Sam Smith - In 1974, the capital colony of DC got to elect a
mayor and city council for the first time in over a century. Although
the city's registration was overwhelmingly Democratic, the young DC
Statehood Party, which your editor had helped to start four years
earlier, decided to run a hefty slate. I missed the convention, having
gone to Philadelphia to visit relatives. There I received a phone call
from Jay Matthews of the Washington Post informing me that I had been
selected as the party's candidate for city council chair. I replied with
one of my least felicitous responses to a press query, "Oh shit, I knew
I shouldn't have left town." (The Post ran the response without the
expletive).
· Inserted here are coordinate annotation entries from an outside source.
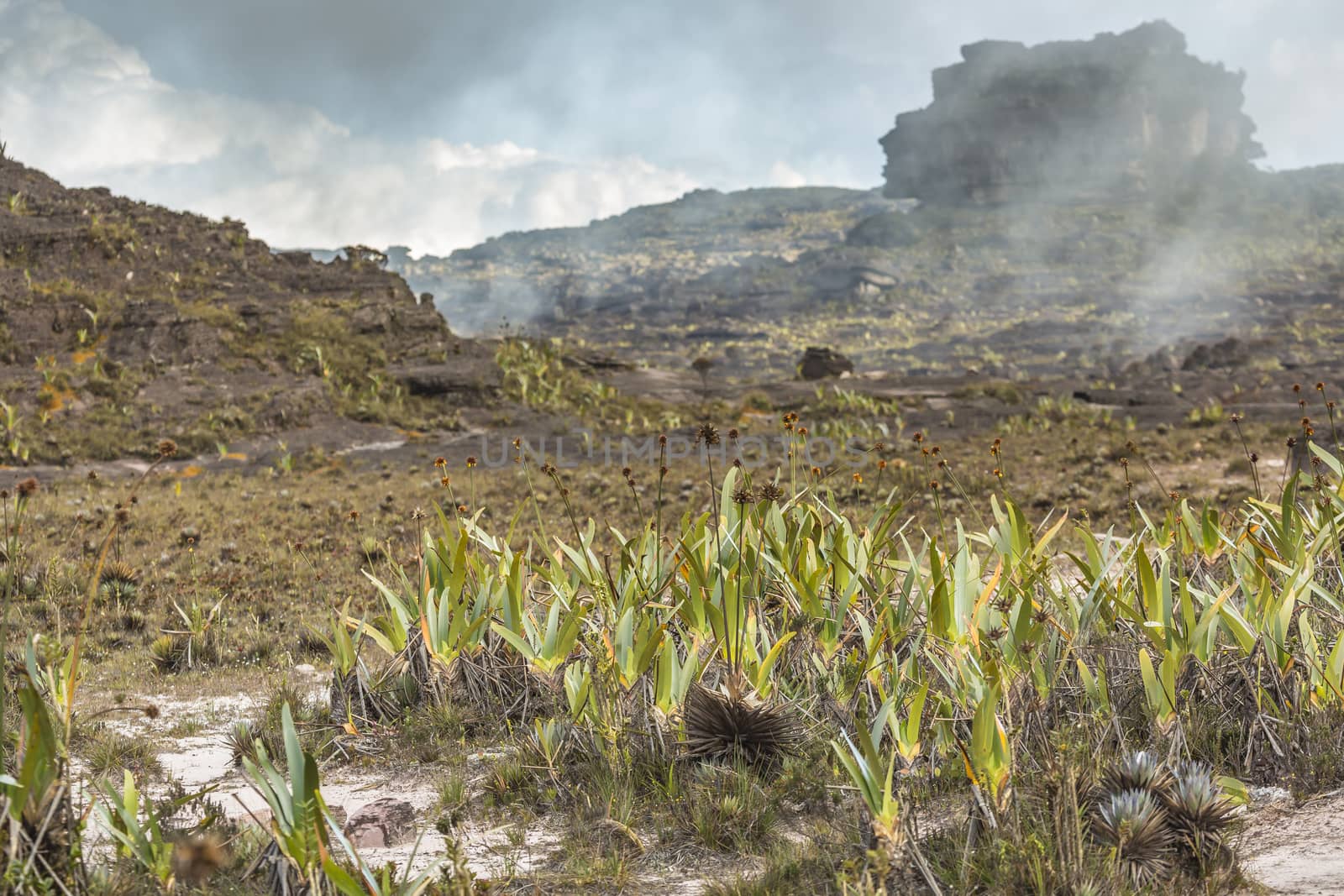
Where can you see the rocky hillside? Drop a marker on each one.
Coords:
(1079, 288)
(121, 322)
(1119, 114)
(656, 265)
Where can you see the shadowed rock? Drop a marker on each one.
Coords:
(1117, 114)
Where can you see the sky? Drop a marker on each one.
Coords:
(436, 123)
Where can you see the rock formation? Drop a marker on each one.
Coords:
(1110, 116)
(819, 363)
(121, 322)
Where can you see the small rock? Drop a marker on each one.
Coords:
(381, 824)
(819, 363)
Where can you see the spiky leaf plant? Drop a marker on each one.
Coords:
(1139, 770)
(732, 727)
(1133, 824)
(242, 741)
(118, 580)
(168, 652)
(1198, 810)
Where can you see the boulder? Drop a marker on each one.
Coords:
(381, 824)
(1117, 114)
(819, 363)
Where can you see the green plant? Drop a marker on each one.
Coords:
(132, 820)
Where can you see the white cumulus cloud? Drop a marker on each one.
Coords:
(87, 110)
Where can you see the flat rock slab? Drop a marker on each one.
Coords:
(381, 824)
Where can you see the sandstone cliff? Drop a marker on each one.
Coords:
(1110, 116)
(121, 322)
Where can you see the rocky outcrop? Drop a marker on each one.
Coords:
(151, 322)
(819, 363)
(381, 824)
(1115, 114)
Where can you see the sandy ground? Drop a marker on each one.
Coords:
(1297, 849)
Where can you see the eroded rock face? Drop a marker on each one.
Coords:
(1110, 116)
(381, 824)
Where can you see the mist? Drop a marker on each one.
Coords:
(437, 127)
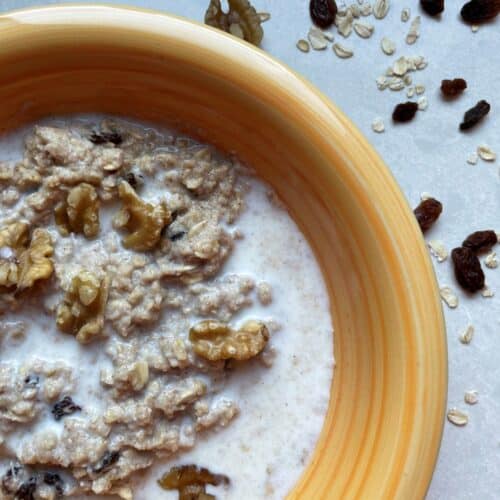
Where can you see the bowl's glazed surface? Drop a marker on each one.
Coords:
(382, 432)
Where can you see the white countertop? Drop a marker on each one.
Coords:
(427, 155)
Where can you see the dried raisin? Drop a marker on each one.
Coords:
(427, 213)
(481, 241)
(479, 11)
(64, 407)
(405, 112)
(432, 7)
(107, 461)
(105, 137)
(474, 115)
(467, 268)
(452, 88)
(323, 12)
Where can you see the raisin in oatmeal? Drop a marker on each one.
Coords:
(158, 307)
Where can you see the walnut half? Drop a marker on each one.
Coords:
(80, 212)
(142, 220)
(82, 311)
(21, 265)
(214, 340)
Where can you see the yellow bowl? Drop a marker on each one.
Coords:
(382, 432)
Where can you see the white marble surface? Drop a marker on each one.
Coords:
(426, 155)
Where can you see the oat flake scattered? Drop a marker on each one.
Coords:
(363, 30)
(414, 31)
(438, 250)
(381, 8)
(341, 51)
(378, 125)
(471, 397)
(472, 159)
(317, 39)
(388, 46)
(486, 153)
(449, 297)
(457, 417)
(303, 45)
(423, 103)
(466, 336)
(491, 260)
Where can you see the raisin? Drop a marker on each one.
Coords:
(432, 7)
(479, 11)
(64, 407)
(452, 88)
(31, 381)
(480, 241)
(468, 270)
(474, 115)
(53, 479)
(27, 490)
(323, 12)
(105, 137)
(107, 461)
(405, 112)
(427, 213)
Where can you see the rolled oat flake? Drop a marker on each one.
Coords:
(457, 417)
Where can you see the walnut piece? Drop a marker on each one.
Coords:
(241, 20)
(82, 311)
(142, 220)
(80, 212)
(214, 340)
(21, 265)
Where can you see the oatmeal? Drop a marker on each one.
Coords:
(158, 308)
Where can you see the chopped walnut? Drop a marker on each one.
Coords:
(214, 340)
(22, 265)
(142, 220)
(80, 212)
(241, 20)
(82, 311)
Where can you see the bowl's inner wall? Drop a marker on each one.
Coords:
(367, 438)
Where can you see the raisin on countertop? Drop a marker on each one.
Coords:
(323, 12)
(467, 268)
(64, 407)
(481, 241)
(427, 213)
(432, 7)
(452, 88)
(474, 115)
(405, 112)
(480, 11)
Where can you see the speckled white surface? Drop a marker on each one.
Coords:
(426, 155)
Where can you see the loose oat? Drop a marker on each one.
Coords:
(471, 397)
(414, 31)
(457, 417)
(342, 51)
(388, 46)
(486, 153)
(467, 335)
(381, 8)
(303, 45)
(438, 250)
(491, 260)
(378, 125)
(364, 30)
(449, 297)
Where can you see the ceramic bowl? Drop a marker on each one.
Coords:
(383, 429)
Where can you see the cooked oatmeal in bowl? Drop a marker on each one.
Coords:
(165, 327)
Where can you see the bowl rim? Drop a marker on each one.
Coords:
(120, 16)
After a week of reflection, I decided to stick to
journalism, but couldn't resist holding a news conference at which I
attacked my foregone opponent as a "Republicrat" and described the mayor
and city council chair as "the political equivalent of Fruit Loops,
sweet-tasting cereal circles comprised largely of additives and
artificial flavoring wrapped around exactly nothing." Nationally
syndicated black journalist Chuck Stone took an avuncular interest in my
brief campaign, writing after its demise: "The outside chance for a
white city council chairman evaporated when Sam Smith, the irreverent
and witty publisher and editor of the bi-weekly DC Gazette, withdrew
after a draft (which included a large number of blacks) had been mounted
on his behalf. 'Oh dear,' fretted a matronly white woman who had
organized a candidates night, 'we did want so much to have a least one
white candidate for that office.'"
(Twenty-three years
later I would be approached by some Statehood Green leaders about
running for mayor. I asked my youngest son what he thought. "Terrible
idea," he said. Well, if I do run, I asked, what job do you want in my
administration? He replied, "I want to be the incorrible son who gets
all the bad publicity." I didn't run)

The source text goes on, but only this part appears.